第4章 Episode 3
「何かあった?」
単刀直入に切り出すと、陸は少し体を震わせたが、ここ数日であった出来事を話してくれた。
今後更に忙しくなるスケジュールや、花粉などといった要因と陸の体調を考慮して、一時的にセンターを陸から一織へ交代すること。
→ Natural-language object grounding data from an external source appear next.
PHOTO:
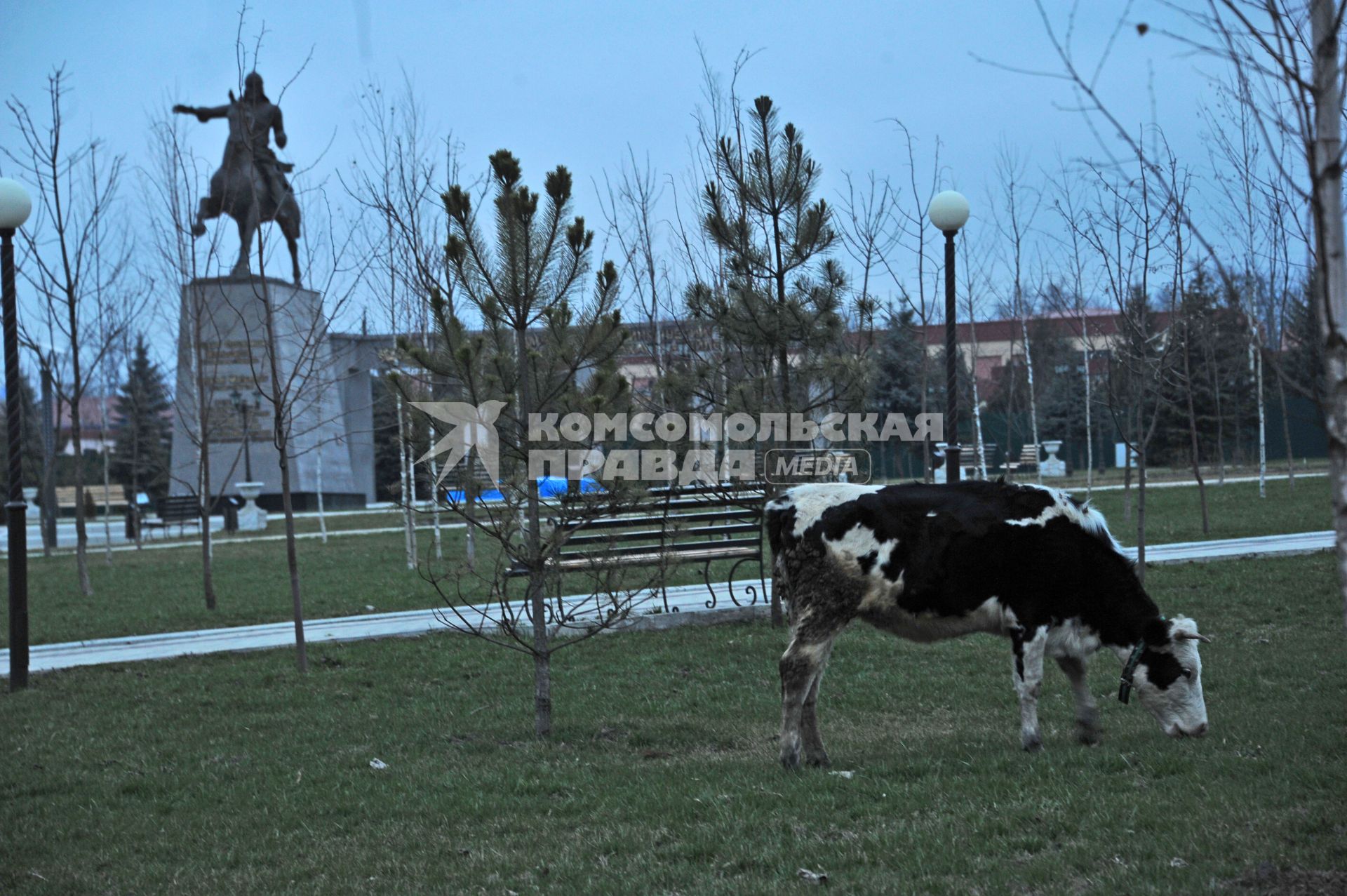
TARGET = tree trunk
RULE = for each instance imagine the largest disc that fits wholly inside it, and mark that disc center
(208, 577)
(1285, 429)
(408, 512)
(1256, 372)
(1141, 515)
(322, 518)
(434, 499)
(81, 530)
(1193, 429)
(107, 486)
(534, 549)
(1331, 258)
(282, 439)
(1033, 403)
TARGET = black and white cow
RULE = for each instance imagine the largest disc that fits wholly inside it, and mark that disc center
(928, 562)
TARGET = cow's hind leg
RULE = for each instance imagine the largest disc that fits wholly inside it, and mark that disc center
(812, 742)
(1028, 682)
(800, 666)
(1087, 713)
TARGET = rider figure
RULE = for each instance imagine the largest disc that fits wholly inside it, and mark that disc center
(250, 121)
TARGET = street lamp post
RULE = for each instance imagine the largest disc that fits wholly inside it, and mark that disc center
(949, 212)
(15, 206)
(243, 407)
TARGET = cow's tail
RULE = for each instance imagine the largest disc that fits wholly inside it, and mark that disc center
(777, 509)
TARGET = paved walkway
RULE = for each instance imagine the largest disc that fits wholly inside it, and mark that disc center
(688, 606)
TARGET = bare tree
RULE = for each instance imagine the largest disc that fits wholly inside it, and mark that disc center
(1067, 205)
(537, 337)
(1128, 228)
(927, 304)
(1014, 218)
(1291, 55)
(171, 182)
(76, 263)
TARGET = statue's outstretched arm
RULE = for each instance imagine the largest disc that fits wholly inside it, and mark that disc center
(203, 114)
(279, 126)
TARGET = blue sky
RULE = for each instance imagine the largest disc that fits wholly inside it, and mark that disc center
(577, 83)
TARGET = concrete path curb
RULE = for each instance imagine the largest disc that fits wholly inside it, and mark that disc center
(688, 606)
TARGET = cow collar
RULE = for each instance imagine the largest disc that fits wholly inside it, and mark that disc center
(1130, 670)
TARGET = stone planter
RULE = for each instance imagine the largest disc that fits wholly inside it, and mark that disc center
(1052, 465)
(251, 518)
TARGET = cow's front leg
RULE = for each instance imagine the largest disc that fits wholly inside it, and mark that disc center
(1087, 713)
(800, 667)
(812, 742)
(1028, 681)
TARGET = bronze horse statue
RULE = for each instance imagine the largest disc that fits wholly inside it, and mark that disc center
(251, 184)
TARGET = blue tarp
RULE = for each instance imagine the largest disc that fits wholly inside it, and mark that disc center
(547, 487)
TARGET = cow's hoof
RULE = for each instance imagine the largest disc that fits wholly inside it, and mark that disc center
(1089, 736)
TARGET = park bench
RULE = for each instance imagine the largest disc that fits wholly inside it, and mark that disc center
(1029, 456)
(699, 524)
(181, 511)
(108, 499)
(67, 502)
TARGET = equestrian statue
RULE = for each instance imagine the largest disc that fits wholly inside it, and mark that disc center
(251, 184)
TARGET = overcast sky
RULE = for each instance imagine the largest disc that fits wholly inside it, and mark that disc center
(577, 83)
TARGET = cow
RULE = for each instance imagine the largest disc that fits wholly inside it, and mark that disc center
(928, 562)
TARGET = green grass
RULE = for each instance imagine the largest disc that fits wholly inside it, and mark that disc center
(1234, 509)
(234, 774)
(161, 591)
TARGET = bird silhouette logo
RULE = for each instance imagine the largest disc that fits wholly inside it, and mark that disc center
(469, 426)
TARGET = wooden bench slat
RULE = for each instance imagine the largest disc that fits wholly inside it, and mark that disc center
(673, 531)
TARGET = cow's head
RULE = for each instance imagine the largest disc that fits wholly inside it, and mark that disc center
(1168, 678)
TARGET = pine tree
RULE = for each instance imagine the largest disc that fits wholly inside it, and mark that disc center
(140, 453)
(32, 429)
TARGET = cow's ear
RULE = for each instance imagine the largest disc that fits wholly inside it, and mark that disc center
(1156, 632)
(1191, 636)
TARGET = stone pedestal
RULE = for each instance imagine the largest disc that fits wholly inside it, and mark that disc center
(251, 518)
(1052, 465)
(222, 348)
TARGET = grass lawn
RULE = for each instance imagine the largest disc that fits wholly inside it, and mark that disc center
(1234, 509)
(159, 591)
(232, 774)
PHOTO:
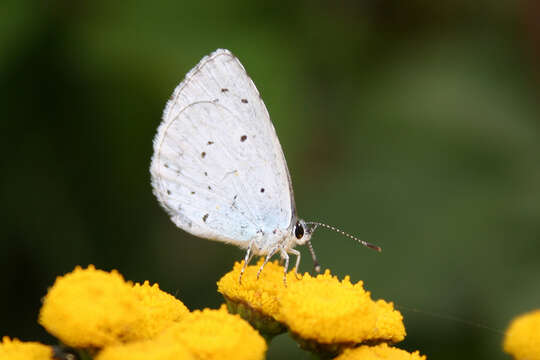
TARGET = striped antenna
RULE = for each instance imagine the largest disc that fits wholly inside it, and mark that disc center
(365, 243)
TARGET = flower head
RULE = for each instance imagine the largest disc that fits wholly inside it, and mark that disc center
(256, 300)
(216, 334)
(379, 352)
(322, 313)
(159, 310)
(91, 308)
(325, 312)
(146, 350)
(522, 339)
(13, 349)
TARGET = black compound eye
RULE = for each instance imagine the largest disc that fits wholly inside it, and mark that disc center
(298, 230)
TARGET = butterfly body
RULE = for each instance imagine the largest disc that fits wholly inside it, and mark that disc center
(218, 168)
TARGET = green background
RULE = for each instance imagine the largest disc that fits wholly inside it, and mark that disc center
(411, 124)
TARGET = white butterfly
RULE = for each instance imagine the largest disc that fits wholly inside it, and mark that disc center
(218, 168)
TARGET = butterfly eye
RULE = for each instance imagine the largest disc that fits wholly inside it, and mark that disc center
(298, 230)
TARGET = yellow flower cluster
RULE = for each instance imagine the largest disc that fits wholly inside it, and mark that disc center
(324, 314)
(379, 352)
(522, 339)
(91, 308)
(18, 350)
(100, 312)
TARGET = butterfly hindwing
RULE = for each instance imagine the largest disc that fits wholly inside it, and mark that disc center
(218, 168)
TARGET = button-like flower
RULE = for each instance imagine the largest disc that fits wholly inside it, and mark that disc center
(522, 339)
(256, 300)
(91, 308)
(324, 314)
(13, 349)
(379, 352)
(146, 350)
(216, 334)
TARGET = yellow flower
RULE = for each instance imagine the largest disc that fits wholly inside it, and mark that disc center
(159, 310)
(256, 300)
(145, 350)
(261, 294)
(322, 313)
(91, 308)
(18, 350)
(324, 310)
(379, 352)
(522, 339)
(216, 334)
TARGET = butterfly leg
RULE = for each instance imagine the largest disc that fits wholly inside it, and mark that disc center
(247, 259)
(285, 256)
(270, 254)
(297, 253)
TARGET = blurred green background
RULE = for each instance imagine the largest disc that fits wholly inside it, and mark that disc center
(412, 124)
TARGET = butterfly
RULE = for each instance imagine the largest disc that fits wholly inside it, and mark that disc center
(218, 168)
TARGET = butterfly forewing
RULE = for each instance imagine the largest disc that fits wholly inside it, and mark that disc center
(218, 168)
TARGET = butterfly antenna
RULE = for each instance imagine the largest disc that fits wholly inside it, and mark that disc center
(365, 243)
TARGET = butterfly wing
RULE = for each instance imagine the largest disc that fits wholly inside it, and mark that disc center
(218, 168)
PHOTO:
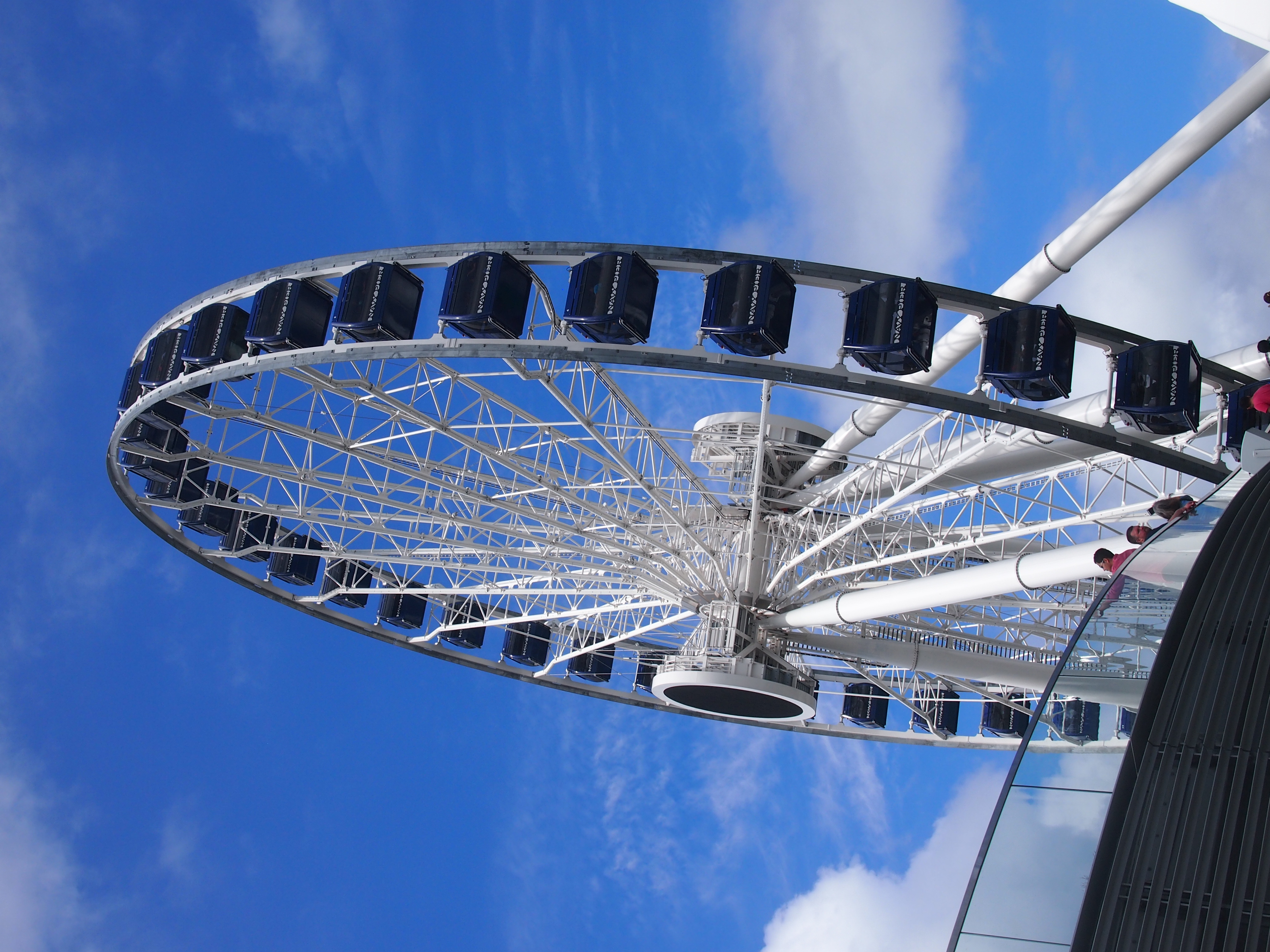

TRIGGERとの共演のリハーサルで体調を崩し、そのことで兄である天に厳しいことを言われてしまったこと。
「オレ...みんなに迷惑かけてるな、って」
「いいんじゃない?」
「え?」
私の一言に下を向いていた陸が目を丸くして顔を上げた。
「だから、迷惑かけてもいいじゃん。迷惑かける相手がいることは有難いことだよ。それに、厳しい一言を言ってくれるお兄ちゃんがいるのも、すごい有難いことじゃん」
「さくらさんは...万理さんに迷惑かけたり、厳しいこと言われたりしますか?」
「うん。なんなら迷惑かけることなんて日常茶飯事かな。仕事に関しては厳しい一言はキツいなって思うけど、後から思えば私の為に言っくれたんだなって思えるし」
「そっか...」
そう呟いた陸の表情は事務所で見た顔とは見違えるように明るかった。
アドバイスらしいアドバイスはしてあげられないけど、話くらいならいくらでも聞いてあげられる。
グループにはグループなりの悩み事が尽きないのだろう。少しでも解決の手助けになれるのなら、私はいくらでも努力は惜しまない。
「ほら、冷める前に食べちゃおう」
「はい!」
そしてその数日後、センターが陸から一織へと代わった曲が発表され、ライブは無事成功を収めたのだった。